Friday, July 01, 2005

War of my worlds

Just now it has dawned on me that I entered the wrong line of work. As a systems test engineer with a background in electrical engineering, I test electrical boxes and make sure they fulfil their purpose. For awhile now, I have been thinking that I don't find my job satisfying because I'm always testing items created by other engineers. My career goals have for some time been focused around getting in charge of my own design work, bringing an idea from paper and converting it to a set of schematics, eventually empowering human thought to control real-world actions through the manipulation of the laws of electromagnetics.
If I think back far enough, I can see the path I took towards these goals, sitting through years of electrical engineering courses at USC. I can see myself memorizing theorems in high school calculus and applying them in physics class. If I look back far enough, I think I see the start of this path when I almost failed 4th grade mathematics, got scolded by my mom, and concentrated on math and science to become one of the best in my 5th grade class.

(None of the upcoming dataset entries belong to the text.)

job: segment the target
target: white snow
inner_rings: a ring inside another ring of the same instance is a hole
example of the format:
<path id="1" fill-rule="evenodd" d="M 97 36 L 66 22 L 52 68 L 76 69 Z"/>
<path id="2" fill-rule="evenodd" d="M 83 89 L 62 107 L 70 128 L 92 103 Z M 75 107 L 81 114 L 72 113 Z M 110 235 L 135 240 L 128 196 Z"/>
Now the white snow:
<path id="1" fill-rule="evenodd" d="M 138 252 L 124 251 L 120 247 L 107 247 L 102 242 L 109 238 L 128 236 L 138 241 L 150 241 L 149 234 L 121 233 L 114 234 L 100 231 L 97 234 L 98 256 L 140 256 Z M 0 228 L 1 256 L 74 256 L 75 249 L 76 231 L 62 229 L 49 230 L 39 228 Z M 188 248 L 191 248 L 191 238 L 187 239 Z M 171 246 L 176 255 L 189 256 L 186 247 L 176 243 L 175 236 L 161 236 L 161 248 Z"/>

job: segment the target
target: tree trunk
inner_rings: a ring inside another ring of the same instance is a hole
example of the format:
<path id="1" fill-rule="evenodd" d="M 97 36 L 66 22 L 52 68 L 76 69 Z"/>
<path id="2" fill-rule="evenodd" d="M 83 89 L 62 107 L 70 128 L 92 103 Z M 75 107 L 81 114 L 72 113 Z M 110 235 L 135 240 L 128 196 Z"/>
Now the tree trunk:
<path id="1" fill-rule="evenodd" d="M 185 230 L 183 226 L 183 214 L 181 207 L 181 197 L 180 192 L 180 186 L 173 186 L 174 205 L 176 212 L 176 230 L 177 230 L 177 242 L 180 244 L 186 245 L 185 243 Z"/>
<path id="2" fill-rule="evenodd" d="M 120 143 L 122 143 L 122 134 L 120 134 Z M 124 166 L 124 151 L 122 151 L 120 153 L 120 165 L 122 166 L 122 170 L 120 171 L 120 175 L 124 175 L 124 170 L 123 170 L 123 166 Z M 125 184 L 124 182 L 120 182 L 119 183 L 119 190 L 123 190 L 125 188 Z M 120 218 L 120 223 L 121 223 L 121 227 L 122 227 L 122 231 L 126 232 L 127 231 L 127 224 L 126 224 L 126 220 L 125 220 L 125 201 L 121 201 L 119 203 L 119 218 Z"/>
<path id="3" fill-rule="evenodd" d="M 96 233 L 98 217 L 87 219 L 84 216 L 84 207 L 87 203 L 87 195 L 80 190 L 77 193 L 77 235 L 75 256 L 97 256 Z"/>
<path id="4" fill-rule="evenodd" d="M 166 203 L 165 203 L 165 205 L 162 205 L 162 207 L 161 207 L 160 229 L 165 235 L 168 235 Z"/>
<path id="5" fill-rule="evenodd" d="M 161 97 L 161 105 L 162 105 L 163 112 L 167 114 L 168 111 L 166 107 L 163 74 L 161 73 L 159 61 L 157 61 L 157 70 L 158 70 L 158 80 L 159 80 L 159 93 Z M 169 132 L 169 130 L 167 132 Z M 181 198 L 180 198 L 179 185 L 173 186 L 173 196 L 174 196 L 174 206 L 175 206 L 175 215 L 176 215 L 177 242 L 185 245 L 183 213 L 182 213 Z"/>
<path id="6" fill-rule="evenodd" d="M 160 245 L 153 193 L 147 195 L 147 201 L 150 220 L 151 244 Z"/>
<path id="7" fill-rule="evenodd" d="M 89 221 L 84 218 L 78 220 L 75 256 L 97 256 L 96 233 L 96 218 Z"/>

But now that I think about it, I should have just given up on math and stayed near the bottom. I should have given up on those equations and numbers when I was 10 years old and focused more on using my imagination. Instead of practicing my math skills, I should have read more books and practiced visualzing everything in my mind until I could see everything happening on the paper in front of me. I should have practiced my writing skills so that I could convey my own visions to those around me. With these skills I think I would have been able to at least attempt to enter the movie industry. Isn't that what we appreciate in directors like Steven Spielberg, Peter Jackson, and George Lucas? Aren't we all captivated two hours at a time by how they interpret words and put a vision to them? It's probably the reason there are sites like Hollywood Stock Exchange that focus on rating how well these movies appeal to Americans 365 days a year.

Boo. I'm going to think about this all night as I read my outsourcing book for engineering management class. That and how much I wish I was watching War of the Worlds right now.